George Clooney and U2 kick off Toronto International Film Festival …

Is Anonymous this year’s The King Speech? Is George Clooney a show-off? Are documentaries back?

These questions and many more are likely to be answered over the next ten days, as the 36th Toronto International Film Festival, which kicked off Thursday night with a gala screening of Davis Guggenheim’s Bono-worshiping U2 doc, From the Sky Down, shifts into hyperdrive.

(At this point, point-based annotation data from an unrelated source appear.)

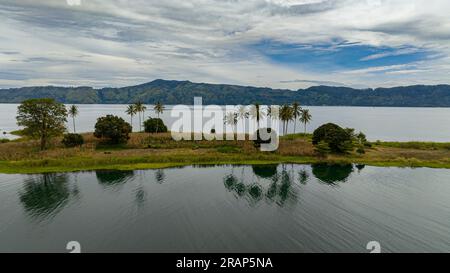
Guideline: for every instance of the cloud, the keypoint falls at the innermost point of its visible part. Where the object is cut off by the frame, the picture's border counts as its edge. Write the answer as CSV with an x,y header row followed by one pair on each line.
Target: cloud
x,y
251,42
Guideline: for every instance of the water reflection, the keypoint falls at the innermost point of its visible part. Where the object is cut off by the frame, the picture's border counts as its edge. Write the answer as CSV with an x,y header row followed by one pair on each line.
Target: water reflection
x,y
43,196
280,189
265,171
303,177
332,174
160,176
113,178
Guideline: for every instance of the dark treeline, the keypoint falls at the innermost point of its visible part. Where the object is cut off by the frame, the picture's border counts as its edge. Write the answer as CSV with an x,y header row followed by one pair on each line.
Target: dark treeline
x,y
183,92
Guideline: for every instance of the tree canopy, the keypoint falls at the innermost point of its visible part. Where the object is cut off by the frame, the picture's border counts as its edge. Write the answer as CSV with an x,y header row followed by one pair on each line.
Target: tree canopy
x,y
42,119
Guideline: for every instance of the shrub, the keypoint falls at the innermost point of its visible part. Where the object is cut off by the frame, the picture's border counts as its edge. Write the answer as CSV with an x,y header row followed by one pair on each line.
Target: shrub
x,y
72,140
360,150
322,148
260,134
338,139
113,128
155,125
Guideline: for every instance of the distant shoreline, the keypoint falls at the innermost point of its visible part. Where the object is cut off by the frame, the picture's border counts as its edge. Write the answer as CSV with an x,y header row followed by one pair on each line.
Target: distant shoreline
x,y
183,92
156,151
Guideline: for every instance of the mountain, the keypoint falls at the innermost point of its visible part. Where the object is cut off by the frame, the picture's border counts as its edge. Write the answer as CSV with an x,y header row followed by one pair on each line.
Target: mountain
x,y
183,92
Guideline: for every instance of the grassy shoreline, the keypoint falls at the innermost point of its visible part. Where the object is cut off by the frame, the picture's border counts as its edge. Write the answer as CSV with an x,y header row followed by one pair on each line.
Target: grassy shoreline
x,y
146,151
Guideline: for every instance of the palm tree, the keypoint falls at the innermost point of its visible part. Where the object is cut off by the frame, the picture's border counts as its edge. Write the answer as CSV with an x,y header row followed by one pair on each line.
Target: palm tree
x,y
286,115
140,108
256,113
305,117
131,110
232,119
273,112
159,108
73,112
242,112
296,112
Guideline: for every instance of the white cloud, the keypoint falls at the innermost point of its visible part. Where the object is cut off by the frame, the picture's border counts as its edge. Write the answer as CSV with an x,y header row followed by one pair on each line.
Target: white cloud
x,y
115,42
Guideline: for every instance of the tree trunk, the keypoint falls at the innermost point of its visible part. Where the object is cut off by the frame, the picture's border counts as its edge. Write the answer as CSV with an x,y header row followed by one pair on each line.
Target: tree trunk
x,y
140,123
43,142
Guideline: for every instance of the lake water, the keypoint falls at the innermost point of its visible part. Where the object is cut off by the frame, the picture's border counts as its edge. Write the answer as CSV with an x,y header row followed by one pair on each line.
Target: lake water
x,y
280,208
378,123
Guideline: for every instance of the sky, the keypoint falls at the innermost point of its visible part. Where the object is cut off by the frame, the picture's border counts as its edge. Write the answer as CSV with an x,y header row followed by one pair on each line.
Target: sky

North America’s biggest film fest, a launching pad for Oscar contenders and awards season wannabes, boasts 268 features, 68 shorts and Clooney times-two. The impressive and impeccably cool resident of Lake Como, Italy, comes to this bustling Ontario town (no recession here, it seems) with a pair of serious contenders: He stars in The Descendants, Alexander (Sideways) Payne’s Hawaii-set portrait of an absentee dad reconnecting with his daughters, and co-stars in The Ides of March, as a liberal-leaning Pennsylvania governor (ha!) running for the presidency. Clooney directed this one, and gives Ryan Gosling, playing a key campaign strategist, a shot at the best actor sweepstakes. (In fact, if The Descendants is as strong as its early buzz – I see it tomorrow – Clooney and Gosling could be competing for the same Oscar.)

As for Anonymous, the Elizabethan intriguer stars Rhys Ifans as Edward De Vere, Earl of Oxford, a British noble who, Roland Emmerich’s film suggests, actually wrote many of Shakespeare’s plays. The film is set against the political upheaval of Queen Elizabeth I’s succession, and Vanessa Redgrave plays the queen, and right there is reason enough to see this.

In addition to Guggenheim’s U2 homage, the documentary field at TIFF 36 includes Werner Herzog’s Into the Abyss, the profile of a Texas Death Row killer; Alex Gibney’s Last Gladiators, about hockey players (a hockey doc in Canada? — no one’s going to want to see that); Joe Berlinger and Bruce Sinofsky’s Paradise Lost 3: Purgatory, the latest chapter on the fates of the three men just-released from prison after serving 18 years for the killing of three boys (charges that DNA tests finally proved false); a Morgan Spurlock survey of the annual fanboy fete, Comic-Con, and a Neil Young concert film from director Jonatham Demme.